Key words: Symmetric multiprocessors, transaction processing, hardware and software system design, high-performance, quality of service, real-time systems, system level simulation.
Problem Statement
Emerging information technology applications such as information servers, multimedia servers and telecommunications systems, are characterized by high performance requirements. SMP technology is promising in cost-effectively meeting this requirement. However, because of the rapid generation shift of commodity components (for example, a new generation of a high-performance microprocessor is currently shipped once every 18 months), multiprocessor application designers' tasks are challenging; they have to make cost-effective design tradeoffs across multiple layers of interacting hardware and software subsystems in a fraction of this time. Lacking adequate tools for performance and function modeling, design decisions are currently mostly based on intuition which often results in conservative design decisions which severely hampers the competitiveness of future products.
Simulation methodologies are an effective approach in the analysis of functional and performance behavior of a complete computer system. The major advantage is that hardware/software interactions can be studied in a deterministic manner without the availability of the hardware platform. The functional and timing specification of the hardware platform is implemented in a software simulation model which makes the interaction of the complete software system, encompassing application and system software, with the hardware platform visible. Therefore, such a simulation system provides a powerful environment to verify function as well as tracking performance bottlenecks.

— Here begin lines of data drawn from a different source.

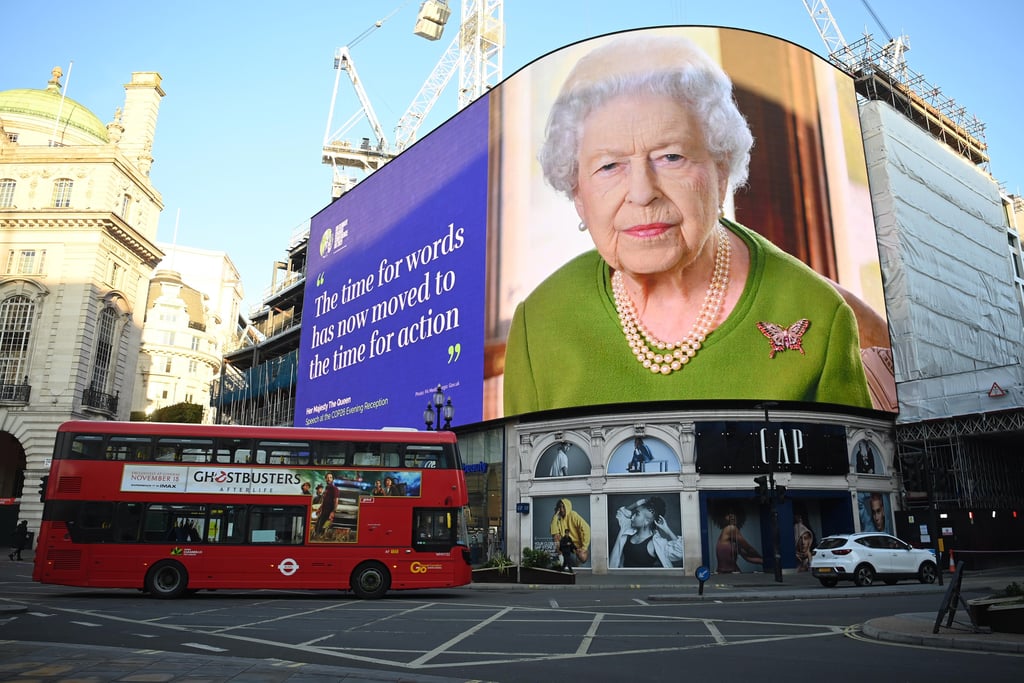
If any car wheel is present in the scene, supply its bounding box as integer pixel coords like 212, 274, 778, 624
145, 560, 188, 600
349, 562, 391, 600
853, 564, 874, 587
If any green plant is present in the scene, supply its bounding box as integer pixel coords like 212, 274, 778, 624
481, 553, 515, 574
522, 548, 556, 569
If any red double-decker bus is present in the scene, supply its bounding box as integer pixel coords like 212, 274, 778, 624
33, 422, 472, 598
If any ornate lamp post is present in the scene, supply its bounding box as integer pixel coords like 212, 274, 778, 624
423, 384, 455, 431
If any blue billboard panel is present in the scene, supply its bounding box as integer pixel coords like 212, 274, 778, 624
295, 97, 487, 428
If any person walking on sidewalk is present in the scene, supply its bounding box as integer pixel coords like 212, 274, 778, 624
7, 519, 29, 561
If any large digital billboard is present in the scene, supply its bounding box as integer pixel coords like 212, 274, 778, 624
295, 27, 896, 427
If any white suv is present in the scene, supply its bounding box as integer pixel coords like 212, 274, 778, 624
811, 533, 938, 588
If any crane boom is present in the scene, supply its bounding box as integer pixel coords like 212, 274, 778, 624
322, 0, 505, 198
394, 36, 465, 152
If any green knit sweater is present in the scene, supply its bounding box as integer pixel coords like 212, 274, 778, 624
504, 220, 871, 415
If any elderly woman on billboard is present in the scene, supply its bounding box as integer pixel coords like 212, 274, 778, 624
504, 31, 871, 415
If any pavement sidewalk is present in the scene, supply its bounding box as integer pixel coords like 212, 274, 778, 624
0, 557, 1024, 683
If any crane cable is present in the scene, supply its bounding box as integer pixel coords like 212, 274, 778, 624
348, 0, 412, 47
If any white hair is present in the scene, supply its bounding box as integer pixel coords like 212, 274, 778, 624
539, 36, 754, 199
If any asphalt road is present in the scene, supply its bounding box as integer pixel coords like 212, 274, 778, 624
0, 563, 1024, 683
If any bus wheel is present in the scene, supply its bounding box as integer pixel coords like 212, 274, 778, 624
145, 560, 188, 600
349, 562, 391, 600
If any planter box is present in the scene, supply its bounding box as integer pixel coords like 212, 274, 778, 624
967, 597, 1024, 633
473, 566, 575, 586
986, 602, 1024, 633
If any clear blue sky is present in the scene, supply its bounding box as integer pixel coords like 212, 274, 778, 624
0, 0, 1024, 305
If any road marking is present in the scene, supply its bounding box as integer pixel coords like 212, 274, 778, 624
577, 614, 604, 654
705, 618, 729, 645
409, 607, 515, 667
181, 643, 227, 652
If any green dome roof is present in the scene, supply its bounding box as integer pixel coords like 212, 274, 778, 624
0, 88, 109, 142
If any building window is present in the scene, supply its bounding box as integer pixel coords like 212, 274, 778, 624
91, 308, 118, 393
6, 249, 46, 275
0, 178, 17, 209
53, 178, 75, 209
108, 260, 125, 289
0, 295, 36, 384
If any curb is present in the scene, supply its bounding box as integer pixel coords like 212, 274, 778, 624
860, 614, 1024, 654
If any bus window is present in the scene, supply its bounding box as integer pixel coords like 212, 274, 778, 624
154, 436, 213, 463
206, 505, 246, 543
404, 443, 444, 470
316, 441, 352, 467
256, 441, 309, 465
106, 436, 150, 461
352, 442, 401, 467
114, 503, 142, 543
142, 503, 206, 543
68, 502, 114, 543
413, 508, 458, 551
214, 438, 253, 465
249, 505, 306, 545
70, 434, 103, 460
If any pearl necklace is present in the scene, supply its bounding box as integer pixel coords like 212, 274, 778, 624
611, 225, 732, 375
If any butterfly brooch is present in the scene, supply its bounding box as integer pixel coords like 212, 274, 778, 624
758, 317, 811, 358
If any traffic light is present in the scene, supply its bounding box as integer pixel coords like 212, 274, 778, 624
754, 474, 768, 505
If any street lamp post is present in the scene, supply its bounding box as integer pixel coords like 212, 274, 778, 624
759, 400, 785, 584
423, 384, 455, 431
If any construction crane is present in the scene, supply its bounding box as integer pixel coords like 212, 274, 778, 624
803, 0, 910, 81
322, 0, 505, 198
803, 0, 989, 170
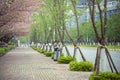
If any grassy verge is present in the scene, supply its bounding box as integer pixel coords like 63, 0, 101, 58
68, 44, 120, 51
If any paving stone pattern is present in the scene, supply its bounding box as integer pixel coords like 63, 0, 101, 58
0, 47, 91, 80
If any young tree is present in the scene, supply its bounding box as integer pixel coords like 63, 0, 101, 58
88, 0, 118, 75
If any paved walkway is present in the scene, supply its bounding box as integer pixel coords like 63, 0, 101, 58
0, 47, 91, 80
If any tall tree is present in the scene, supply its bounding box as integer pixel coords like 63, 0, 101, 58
88, 0, 118, 75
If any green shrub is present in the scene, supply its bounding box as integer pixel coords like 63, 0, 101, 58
69, 61, 93, 71
4, 45, 14, 52
57, 56, 74, 64
51, 53, 54, 59
45, 52, 54, 57
89, 72, 120, 80
0, 48, 5, 56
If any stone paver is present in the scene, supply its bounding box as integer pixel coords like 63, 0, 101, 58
0, 47, 91, 80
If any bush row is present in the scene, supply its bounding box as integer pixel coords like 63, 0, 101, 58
69, 61, 93, 71
0, 45, 14, 56
89, 72, 120, 80
32, 47, 93, 71
32, 46, 54, 57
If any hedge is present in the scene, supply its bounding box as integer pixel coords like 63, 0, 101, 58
89, 72, 120, 80
69, 61, 93, 71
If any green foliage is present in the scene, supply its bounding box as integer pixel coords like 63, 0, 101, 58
106, 13, 120, 41
31, 46, 47, 54
69, 61, 93, 71
45, 52, 54, 57
0, 48, 5, 56
57, 56, 74, 64
18, 36, 29, 43
89, 72, 120, 80
0, 45, 14, 56
4, 45, 14, 51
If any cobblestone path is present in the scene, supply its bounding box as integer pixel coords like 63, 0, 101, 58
0, 47, 91, 80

Instruction-level simulation techniques were for a long time too slow to model the interaction between complex applications run on commodity operating systems on multiprocessor systems. Recently, however, two simulation systems, SimICS (SICS) and SimOS (Stanford), with similar design goals but using quite different design principles have emerged that are capable of applying the complete system simulation approach to large commercial applications. Key properties of both approaches are to provide a fast instruction-level simulation kernel and provide a functional interface to the OS to make it possible to run completely unmodified system and application binaries on the simulated hardware platform. Unlike the SimOS system, however, the SimICS system can afford to model hardware-level events, such as cache misses, at a reasonable slow-down of less than 100. Moreover, SimICS became in 1997 the first generally available simulator capable of booting and running unmodified commercial strength operating system environments (Solaris 2.6 and Linux 2.0.30).
While it is possible to use the SimICS system to identify functional and performance-oriented design errors (bugs) thanks to its advanced profiling system, key concepts are missing to make accurate and efficient timing and dependability analysis. Such capabilities are fundamental in advancing state-of-the-art of complete system simulation methodologies to be applicable to industrial applications on multiprocessors with explicit quality-of-service and dependability requirements.
An example of an application with such requirements is the one provided by Ericsson UAB that is used as a case study in this project. Efficient databases are an essential technology in controlling a telecom system. Ericsson UAB is currently implementing a parallel database on a shared memory multiprocessor (SMP). The SMP is composed of a cluster of multiprocessor workstations connected by SCI. Predicting and understanding the performance of such a system involves getting access to detailed statistics from the system, e.g. cache hit ratios and resource contention. This knowledge is crucial to aim performance optimization on the true bottlenecks of future system releases.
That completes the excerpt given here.